One of the best things to come out of the PS4/Xbox One generation of gaming is that local co-op games made a new niche for themselves following the Overcooked formula. Pick a scenario, give everyone a crazy amount of things to juggle under a time limit and watch the carnage that follows. Several have followed this trend but few can match the Overcooked 2 perfection. One that does – is Moving Out.

4 players. 25 items. A whole lot of sofa to move around!

This 1-4 player moving sim lets you take control of moving various household items into your moving van within a time limit to complete the level. Houses are like mini fun mazes with swimming pools to drown in, icy slopes to slide down and tricky shaped rooms to carry a sofa through. The basic premise sounds simple but with cartoon physics and smashable windows, things get fun quickly.

Moving Out has two very distinct parts to each level. Firstly, getting your objects to the van is tricky enough. When playing multiplayer, larger objects require two people to hold, like a sofa or a piano. They also therefore require co-ordination! Of course, whilst you are busy squashing your mate against the living room wall, time is ticking and its likely the family dog is getting in the way. Once you’ve got the item to your often too small van, there is a secondary element of trying to arrange all the items to fit inside it! Sometimes, the difference between clearing the time limit can be down to this organisation skill as you throw smaller items ont op of bigger ones and hope they stay still. Throwing and carrying items are the name of the game here and Moving Out does them well.

Rest in pieces dear piano and windows. Very satisfying though.

One of thee best parts of Moving Out is how accessible and scalable the game is. You can tackle the game as a solo person and all items are light and liftable. You can also tweak the difficulty to change some of the houses obstacles too with kid mode. This removes things like flame throwers that dynamically move and replaces them with static obstacles to avoid. There’s also a kids control scheme and some colour/iconography changes too so its really impressive how accessible the game is to everyone.

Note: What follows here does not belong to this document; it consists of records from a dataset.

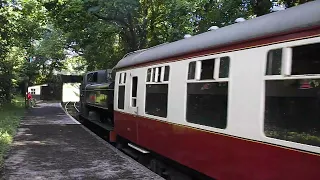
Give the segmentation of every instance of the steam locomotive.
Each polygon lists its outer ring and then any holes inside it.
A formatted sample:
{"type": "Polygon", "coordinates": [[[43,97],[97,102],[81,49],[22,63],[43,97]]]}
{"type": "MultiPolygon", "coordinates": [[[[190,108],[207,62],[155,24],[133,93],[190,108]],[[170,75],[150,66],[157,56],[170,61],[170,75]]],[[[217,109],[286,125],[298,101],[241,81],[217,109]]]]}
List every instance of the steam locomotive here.
{"type": "Polygon", "coordinates": [[[111,70],[88,72],[80,85],[80,112],[88,118],[90,111],[100,115],[102,123],[113,125],[113,94],[114,80],[111,70]]]}

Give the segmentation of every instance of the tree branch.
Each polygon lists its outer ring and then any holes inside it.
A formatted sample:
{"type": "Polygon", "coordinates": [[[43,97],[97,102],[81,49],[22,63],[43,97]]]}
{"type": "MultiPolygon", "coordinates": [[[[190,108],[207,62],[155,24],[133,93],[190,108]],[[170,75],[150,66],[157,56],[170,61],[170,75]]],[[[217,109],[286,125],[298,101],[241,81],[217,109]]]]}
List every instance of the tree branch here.
{"type": "Polygon", "coordinates": [[[123,21],[122,19],[116,18],[116,17],[106,17],[106,16],[102,16],[98,13],[92,13],[95,17],[97,17],[98,19],[101,19],[105,22],[112,22],[115,23],[117,26],[122,26],[122,27],[129,27],[129,25],[123,21]]]}

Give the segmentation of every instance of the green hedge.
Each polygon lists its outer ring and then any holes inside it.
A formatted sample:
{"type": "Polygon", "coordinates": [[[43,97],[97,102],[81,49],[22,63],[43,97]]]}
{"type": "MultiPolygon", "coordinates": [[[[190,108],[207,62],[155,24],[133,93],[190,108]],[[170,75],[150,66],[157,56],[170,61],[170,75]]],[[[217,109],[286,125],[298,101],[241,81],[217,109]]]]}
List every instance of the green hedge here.
{"type": "Polygon", "coordinates": [[[11,104],[0,106],[0,169],[25,111],[24,99],[16,97],[11,104]]]}

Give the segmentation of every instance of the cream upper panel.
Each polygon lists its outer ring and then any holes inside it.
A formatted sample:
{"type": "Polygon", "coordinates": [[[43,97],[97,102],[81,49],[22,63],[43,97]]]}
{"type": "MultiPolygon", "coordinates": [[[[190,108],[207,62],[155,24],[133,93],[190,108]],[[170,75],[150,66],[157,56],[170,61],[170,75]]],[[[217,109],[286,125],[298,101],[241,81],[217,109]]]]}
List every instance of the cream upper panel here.
{"type": "MultiPolygon", "coordinates": [[[[138,83],[138,106],[139,115],[171,123],[191,126],[212,132],[224,133],[227,135],[268,142],[281,146],[302,149],[311,152],[320,152],[319,147],[279,140],[266,137],[264,134],[264,81],[267,53],[271,49],[288,46],[310,44],[320,42],[320,37],[292,41],[270,46],[246,49],[225,54],[216,54],[205,57],[176,61],[141,67],[134,69],[139,75],[138,83]],[[186,121],[186,99],[187,99],[187,75],[188,65],[191,61],[210,59],[215,57],[229,56],[230,69],[228,79],[228,113],[226,129],[218,129],[209,126],[198,125],[186,121]],[[169,65],[170,77],[168,88],[168,115],[167,118],[147,115],[145,111],[146,77],[147,69],[151,67],[169,65]]],[[[130,73],[131,70],[126,72],[130,73]]],[[[119,73],[116,81],[118,82],[119,73]]],[[[127,85],[127,84],[126,84],[127,85]]],[[[126,87],[126,97],[130,94],[130,86],[126,87]]],[[[115,97],[117,96],[117,86],[115,97]]],[[[130,99],[130,98],[126,98],[130,99]]],[[[126,104],[128,104],[126,100],[126,104]]],[[[115,98],[115,106],[117,98],[115,98]]]]}

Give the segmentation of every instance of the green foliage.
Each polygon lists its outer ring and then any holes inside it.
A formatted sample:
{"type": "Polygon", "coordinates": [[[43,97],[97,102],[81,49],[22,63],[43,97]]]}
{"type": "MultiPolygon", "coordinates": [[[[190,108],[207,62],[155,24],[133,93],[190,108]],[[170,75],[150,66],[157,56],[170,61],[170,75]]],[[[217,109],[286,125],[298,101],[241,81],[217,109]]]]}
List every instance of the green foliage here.
{"type": "Polygon", "coordinates": [[[128,52],[248,16],[241,0],[52,0],[44,6],[69,47],[86,59],[88,70],[112,68],[128,52]]]}
{"type": "Polygon", "coordinates": [[[87,70],[86,59],[82,56],[69,57],[64,62],[66,71],[72,74],[83,74],[87,70]]]}
{"type": "Polygon", "coordinates": [[[45,23],[45,12],[37,0],[2,1],[0,5],[0,103],[10,102],[13,87],[23,79],[23,59],[32,52],[45,23]],[[20,77],[20,78],[19,78],[20,77]]]}
{"type": "Polygon", "coordinates": [[[6,56],[0,59],[0,104],[11,100],[13,87],[22,80],[19,70],[23,61],[23,50],[18,47],[10,48],[6,56]]]}
{"type": "Polygon", "coordinates": [[[51,78],[55,71],[65,68],[63,63],[65,55],[66,39],[64,34],[57,29],[48,30],[43,38],[35,46],[35,61],[33,62],[40,70],[40,75],[51,78]]]}
{"type": "Polygon", "coordinates": [[[299,4],[303,4],[306,2],[310,2],[313,0],[278,0],[278,3],[284,4],[287,8],[297,6],[299,4]]]}
{"type": "Polygon", "coordinates": [[[16,97],[12,103],[0,106],[0,169],[4,154],[12,143],[23,113],[24,98],[22,97],[16,97]]]}
{"type": "Polygon", "coordinates": [[[55,72],[112,68],[126,53],[310,0],[2,0],[0,102],[55,72]],[[75,51],[68,58],[66,50],[75,51]],[[34,57],[32,63],[25,58],[34,57]],[[74,64],[75,65],[72,65],[74,64]]]}
{"type": "Polygon", "coordinates": [[[197,33],[208,30],[211,26],[223,27],[233,24],[239,17],[247,18],[250,12],[242,0],[199,0],[194,2],[193,18],[197,33]]]}

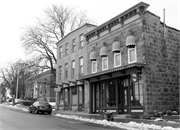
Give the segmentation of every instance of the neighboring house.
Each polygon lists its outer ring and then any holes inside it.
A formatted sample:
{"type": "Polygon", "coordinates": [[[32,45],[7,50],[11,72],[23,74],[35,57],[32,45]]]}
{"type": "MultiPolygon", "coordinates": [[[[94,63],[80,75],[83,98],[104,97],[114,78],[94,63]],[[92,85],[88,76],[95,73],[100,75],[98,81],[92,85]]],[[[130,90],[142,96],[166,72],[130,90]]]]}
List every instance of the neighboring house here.
{"type": "Polygon", "coordinates": [[[96,28],[85,24],[67,34],[57,43],[56,103],[60,109],[83,110],[88,89],[79,76],[87,73],[87,44],[84,34],[96,28]]]}
{"type": "Polygon", "coordinates": [[[51,70],[26,80],[25,97],[45,97],[49,102],[55,102],[56,77],[51,70]]]}
{"type": "Polygon", "coordinates": [[[85,111],[149,115],[179,105],[180,31],[148,6],[140,2],[85,34],[85,111]]]}

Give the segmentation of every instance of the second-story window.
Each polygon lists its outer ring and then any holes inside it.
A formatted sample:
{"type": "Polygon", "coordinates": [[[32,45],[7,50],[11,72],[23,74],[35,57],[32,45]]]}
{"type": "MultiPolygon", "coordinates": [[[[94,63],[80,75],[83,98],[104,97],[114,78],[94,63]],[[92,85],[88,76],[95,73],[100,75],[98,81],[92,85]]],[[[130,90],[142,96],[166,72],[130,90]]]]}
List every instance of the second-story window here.
{"type": "Polygon", "coordinates": [[[128,48],[128,63],[137,62],[136,47],[128,48]]]}
{"type": "Polygon", "coordinates": [[[71,65],[71,76],[72,78],[75,76],[75,61],[72,61],[72,65],[71,65]]]}
{"type": "Polygon", "coordinates": [[[59,66],[59,80],[61,80],[61,77],[62,77],[62,67],[59,66]]]}
{"type": "Polygon", "coordinates": [[[79,39],[80,39],[80,48],[82,48],[83,46],[84,46],[84,36],[83,36],[83,34],[81,34],[80,36],[79,36],[79,39]]]}
{"type": "Polygon", "coordinates": [[[79,73],[83,74],[83,57],[79,58],[79,73]]]}
{"type": "Polygon", "coordinates": [[[107,70],[108,69],[108,57],[103,57],[102,58],[102,70],[107,70]]]}
{"type": "Polygon", "coordinates": [[[65,78],[68,78],[68,63],[65,64],[65,78]]]}
{"type": "Polygon", "coordinates": [[[59,58],[61,58],[61,57],[62,57],[62,46],[59,47],[59,58]]]}
{"type": "Polygon", "coordinates": [[[114,53],[114,67],[121,66],[121,53],[114,53]]]}
{"type": "Polygon", "coordinates": [[[97,61],[92,61],[92,73],[97,72],[97,61]]]}
{"type": "Polygon", "coordinates": [[[76,46],[75,39],[73,39],[72,40],[72,51],[73,52],[75,51],[75,46],[76,46]]]}
{"type": "Polygon", "coordinates": [[[66,55],[68,55],[69,52],[69,47],[68,47],[68,43],[66,43],[66,55]]]}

Thankfully, it also plays like a dream. Your characters are responsive. Throwing takes a bit of skill as you can swing items and then let go of them which will determine how far they go. Each level has extra tasks for bonus stars too such as shooting hoops, rounding up chickens or smashing/not smashing windows. Whilst levels aren’t going to always tax you to get a basic clearance to continue, getting three stars will. Replayabilty can also be found with the arcade that you unlock through the campaign mode. This gives you randomised hardcore challenges and a ‘trapped inside a video game’ isometric platform adventure to enjoy. These are good fun but the main enjoyment and time will still be had throwing a bed out of your second story window. There is something very satisfying about seeing a toaster head unplugging an oven and then throwing it out a window. It’s the little graphical details of the plug pinging out after being stretched that really adds to Moving Out’s charm.

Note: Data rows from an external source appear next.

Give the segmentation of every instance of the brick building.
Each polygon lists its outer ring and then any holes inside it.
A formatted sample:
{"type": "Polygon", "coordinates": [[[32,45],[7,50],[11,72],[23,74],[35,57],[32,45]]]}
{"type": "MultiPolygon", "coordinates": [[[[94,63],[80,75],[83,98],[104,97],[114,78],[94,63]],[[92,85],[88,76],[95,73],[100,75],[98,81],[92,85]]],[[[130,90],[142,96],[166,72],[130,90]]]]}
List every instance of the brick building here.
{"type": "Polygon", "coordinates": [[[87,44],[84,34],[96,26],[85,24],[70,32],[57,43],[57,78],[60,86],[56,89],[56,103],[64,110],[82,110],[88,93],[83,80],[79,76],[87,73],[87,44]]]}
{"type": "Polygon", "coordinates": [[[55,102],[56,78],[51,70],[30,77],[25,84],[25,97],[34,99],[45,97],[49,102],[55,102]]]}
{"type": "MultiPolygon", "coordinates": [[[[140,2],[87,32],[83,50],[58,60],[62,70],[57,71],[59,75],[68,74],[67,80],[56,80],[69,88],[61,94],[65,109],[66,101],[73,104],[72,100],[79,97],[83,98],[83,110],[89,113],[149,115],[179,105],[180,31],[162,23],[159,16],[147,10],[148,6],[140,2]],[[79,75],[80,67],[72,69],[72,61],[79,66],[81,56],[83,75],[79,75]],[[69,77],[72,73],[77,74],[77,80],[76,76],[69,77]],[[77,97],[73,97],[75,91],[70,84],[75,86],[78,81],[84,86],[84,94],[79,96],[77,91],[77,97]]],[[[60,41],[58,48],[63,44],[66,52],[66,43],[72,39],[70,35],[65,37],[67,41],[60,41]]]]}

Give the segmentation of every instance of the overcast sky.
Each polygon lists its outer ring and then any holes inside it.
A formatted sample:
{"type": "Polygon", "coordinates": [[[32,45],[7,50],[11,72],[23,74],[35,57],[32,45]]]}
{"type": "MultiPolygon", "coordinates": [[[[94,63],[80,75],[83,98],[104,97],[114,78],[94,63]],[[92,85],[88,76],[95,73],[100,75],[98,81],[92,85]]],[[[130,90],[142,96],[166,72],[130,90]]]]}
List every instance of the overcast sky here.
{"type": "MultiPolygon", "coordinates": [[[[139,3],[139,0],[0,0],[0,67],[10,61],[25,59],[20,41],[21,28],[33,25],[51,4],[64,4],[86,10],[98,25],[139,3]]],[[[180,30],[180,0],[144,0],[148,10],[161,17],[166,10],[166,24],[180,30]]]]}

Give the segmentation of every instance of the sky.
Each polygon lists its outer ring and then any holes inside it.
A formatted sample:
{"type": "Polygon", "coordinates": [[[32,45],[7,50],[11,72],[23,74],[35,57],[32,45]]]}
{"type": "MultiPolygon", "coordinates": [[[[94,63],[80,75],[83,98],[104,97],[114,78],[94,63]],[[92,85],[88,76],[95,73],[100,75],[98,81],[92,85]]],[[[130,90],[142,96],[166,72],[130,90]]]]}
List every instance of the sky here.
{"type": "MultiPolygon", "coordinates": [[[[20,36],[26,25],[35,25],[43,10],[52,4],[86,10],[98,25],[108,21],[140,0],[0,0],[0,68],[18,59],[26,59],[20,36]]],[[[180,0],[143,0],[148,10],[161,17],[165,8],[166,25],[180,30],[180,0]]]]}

I feel like this can only end well…

Whilst online multiplayer is missing, Moving Out doesn’t suffer from it because its clearly designed to be played with everyone in one room. If that can’t be done, Parsec, remote play and shareplay can ease the burden. Put simply, Moving Out is probably the best Overcooked style game that isn’t Overcooked 2 – and its better balanced and more accessible in some cases too. Don’t sleep on this one local multiplayer fans – it is gold.

Moving Out
Final Thoughts
Throwing a bed out of your second story window has never felt so good.
Positives
Easy to understand, pick up and play.
Game scales excellently with players, accessibility and age needs.
Cartoon carnage is great to unleash as its not your house so you don't have to clean up.
Plenty of replayability.
Negatives
Lack of online mode for those who can't use other means to replicate this feature.